Motivated by innovation at the intersection of biology and technology, we're developing the next generation of smarter, less invasive, more personalized treatments.

Your outstanding talents will help patients on their journey to wellness. Learn more at https://https://www.jnj.com/medtech

Job summary

• The Quality Engineer will provide QA/QC technical and compliance expertise as part of teams tasked with establishing and assuring system and product quality objectives.

• The Quality Engineer will assure compliance to applicable regulations and J&J Quality Standards and perform quality activities such as data analysis, QMS audits, procedure development, product release, documentation review and implementation of changes to controlled documents.

DUTIES & RESPONSIBILITIES

In accordance with all applicable federal, state and local laws/regulations and Corporate Johnson & Johnson, procedures and guidelines, this position:

• Provides QA technical and compliance support for products and manufacturing related to suppliers, corrective and preventive actions, product/process improvements and training.

• Monitors compliance to Neuravi/Johnson & Johnson policies, procedures, and applicable regulatory requirements, identifying and implementing process and system improvements as applicable.

• Applies detailed, systematic problem-solving methodologies in identifying, prioritizing, presenting, and resolving quality issues.

• Plans, implements, reports and follows-up on quality system audits (supplier and internal)

• Actively participates in and supports departmental activities and responsibilities in accordance with existing procedures and external regulations.

• Makes decisions that are aligned with management objectives regarding work processes, plans and schedules to achieve quality objectives.

• Tracks and reports progress across projects and departmental commitments by reviewing schedules and due dates, identifying risks, and assisting teams with contingency plans.

• Resolves project issues by working with team members, management, suppliers, and others as appropriate.

• Assists department and project leaders in developing and reporting appropriate performance and quality metrics.

• Reviews and approves manufacturing, test and validation data/records to establish conformance to technical specifications and performance standards for existing, new or modified products and processes.

• Provides technical quality mentorship to team members, technician, and inspection staff.

• Responsible for communicating business related issues or opportunities to next management level

• Responsible for following all Company guidelines related to Health, Safety and Environmental practices as applicable.

EXPERIENCE AND EDUCATION

• Bachelor's Degree in Engineering, Science or related technical field preferred.

• 2 years minimum QA, Quality System or regulatory experience in the medical industry a prerequisite.

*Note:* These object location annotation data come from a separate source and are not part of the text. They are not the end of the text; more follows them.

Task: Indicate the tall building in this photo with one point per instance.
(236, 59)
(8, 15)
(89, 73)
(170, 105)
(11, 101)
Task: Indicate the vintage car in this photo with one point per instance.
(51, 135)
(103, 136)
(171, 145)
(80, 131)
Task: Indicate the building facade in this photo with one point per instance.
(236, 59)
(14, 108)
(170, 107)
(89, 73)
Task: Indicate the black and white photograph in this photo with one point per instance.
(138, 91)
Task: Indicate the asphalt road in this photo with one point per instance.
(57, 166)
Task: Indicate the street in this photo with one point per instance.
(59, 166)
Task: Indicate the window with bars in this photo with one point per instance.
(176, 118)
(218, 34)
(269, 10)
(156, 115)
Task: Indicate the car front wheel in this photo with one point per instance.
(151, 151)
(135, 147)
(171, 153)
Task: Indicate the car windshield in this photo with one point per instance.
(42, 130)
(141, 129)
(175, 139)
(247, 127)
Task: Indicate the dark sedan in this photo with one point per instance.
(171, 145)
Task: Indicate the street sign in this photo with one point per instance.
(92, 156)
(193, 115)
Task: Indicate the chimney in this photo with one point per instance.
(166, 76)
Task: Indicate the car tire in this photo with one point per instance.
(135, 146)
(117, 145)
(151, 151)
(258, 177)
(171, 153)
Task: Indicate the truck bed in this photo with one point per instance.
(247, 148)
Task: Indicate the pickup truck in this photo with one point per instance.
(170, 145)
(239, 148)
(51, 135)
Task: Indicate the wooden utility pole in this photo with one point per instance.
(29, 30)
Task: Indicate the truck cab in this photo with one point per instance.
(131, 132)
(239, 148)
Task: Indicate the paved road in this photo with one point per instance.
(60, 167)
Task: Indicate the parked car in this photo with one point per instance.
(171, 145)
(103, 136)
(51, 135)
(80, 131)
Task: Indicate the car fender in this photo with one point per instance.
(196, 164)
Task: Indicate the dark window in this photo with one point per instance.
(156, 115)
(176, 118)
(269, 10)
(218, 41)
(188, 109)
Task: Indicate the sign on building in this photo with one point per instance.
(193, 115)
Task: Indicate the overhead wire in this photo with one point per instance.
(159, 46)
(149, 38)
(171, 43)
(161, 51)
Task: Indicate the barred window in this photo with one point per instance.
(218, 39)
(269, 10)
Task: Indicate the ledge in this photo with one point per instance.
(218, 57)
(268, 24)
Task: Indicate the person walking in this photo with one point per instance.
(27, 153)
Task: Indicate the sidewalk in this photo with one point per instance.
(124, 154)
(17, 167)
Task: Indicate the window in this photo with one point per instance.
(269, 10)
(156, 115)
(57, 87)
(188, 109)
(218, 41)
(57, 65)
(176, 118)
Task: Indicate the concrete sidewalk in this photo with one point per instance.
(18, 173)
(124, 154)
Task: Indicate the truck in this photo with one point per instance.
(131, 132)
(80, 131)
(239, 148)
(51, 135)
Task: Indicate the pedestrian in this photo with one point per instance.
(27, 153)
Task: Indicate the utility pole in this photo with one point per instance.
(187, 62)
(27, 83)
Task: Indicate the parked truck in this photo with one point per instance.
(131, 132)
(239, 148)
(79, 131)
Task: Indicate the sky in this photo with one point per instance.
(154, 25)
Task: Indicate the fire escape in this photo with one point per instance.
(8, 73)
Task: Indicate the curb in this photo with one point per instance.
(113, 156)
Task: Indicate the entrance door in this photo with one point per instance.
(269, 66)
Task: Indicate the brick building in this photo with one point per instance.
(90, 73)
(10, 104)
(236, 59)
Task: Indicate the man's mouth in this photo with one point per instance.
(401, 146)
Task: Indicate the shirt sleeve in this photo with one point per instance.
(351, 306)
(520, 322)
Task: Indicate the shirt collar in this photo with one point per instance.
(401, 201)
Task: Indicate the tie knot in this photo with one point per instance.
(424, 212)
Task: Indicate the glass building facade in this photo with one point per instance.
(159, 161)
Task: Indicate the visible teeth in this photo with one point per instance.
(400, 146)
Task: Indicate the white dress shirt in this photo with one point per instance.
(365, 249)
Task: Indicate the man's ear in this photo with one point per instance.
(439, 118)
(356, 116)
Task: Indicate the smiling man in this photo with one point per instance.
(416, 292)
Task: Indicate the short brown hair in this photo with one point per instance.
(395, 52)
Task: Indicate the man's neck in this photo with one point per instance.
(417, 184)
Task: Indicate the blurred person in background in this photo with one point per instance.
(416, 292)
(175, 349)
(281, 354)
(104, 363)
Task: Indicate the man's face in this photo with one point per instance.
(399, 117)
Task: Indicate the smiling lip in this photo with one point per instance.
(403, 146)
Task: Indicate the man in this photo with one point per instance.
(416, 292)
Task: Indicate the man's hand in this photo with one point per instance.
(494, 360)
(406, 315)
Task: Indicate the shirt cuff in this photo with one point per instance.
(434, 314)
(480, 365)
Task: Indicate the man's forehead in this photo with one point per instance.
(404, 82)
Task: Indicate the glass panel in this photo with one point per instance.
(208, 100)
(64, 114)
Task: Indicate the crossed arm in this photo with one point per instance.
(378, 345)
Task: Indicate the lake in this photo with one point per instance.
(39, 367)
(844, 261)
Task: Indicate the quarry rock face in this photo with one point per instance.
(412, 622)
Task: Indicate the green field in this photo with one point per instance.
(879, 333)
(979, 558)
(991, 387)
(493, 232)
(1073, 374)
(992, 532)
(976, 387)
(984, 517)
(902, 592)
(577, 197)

Auditor certification from an industry recognized organization is beneficial.

• Experience in the preparation for notified body and FDA inspections advantageous.

• Experience in the QA activities associated with a manufacturing environment including project management skills and leadership ability.

• Proficient in basic IT skills relevant to the applications related to the tasks assigned, i.e. the use of word processors and similar windows-based applications, e.g. MS Office products.

• Proven abilities on achieving results within assigned deadlines with an ability to prioritize multiple tasks and operate in a fast-paced environment.

• Experience in less invasive medical device technologies and/or implants preferable.

• Ability to work collaboratively with coworkers and the public.

• Ability to perform duties in accordance with policies and procedures and in to comply civil rights requirements.

REQUIRED KNOWLEDGE,

• Demonstrates an ability to apply, recommend and/or build quality tools and apply them optimally to a variety of business situations related to production, project and team environments.
• Knowledge of FDA's 21 CFR Part 820 (Quality System Regulation), ISO 13485:2016, the European Medical Device Directive/Regulation. Knowledge of other applicable medical device regulations, e.g., Brazilian, Canadian, Australian, Japanese, Korean, etc., advantageous.
• Excellent interpersonal skills and ability to work with people to achieve results.
• Excellent written and communication skills, proficiency in English.
• Good judgment/decision making and problem-solving ability, capable of understanding the impact of decision making on both Neuravi and their customers.
• Motivated and enthusiastic self-starter with the ability to work under own initiative and as a standout colleague.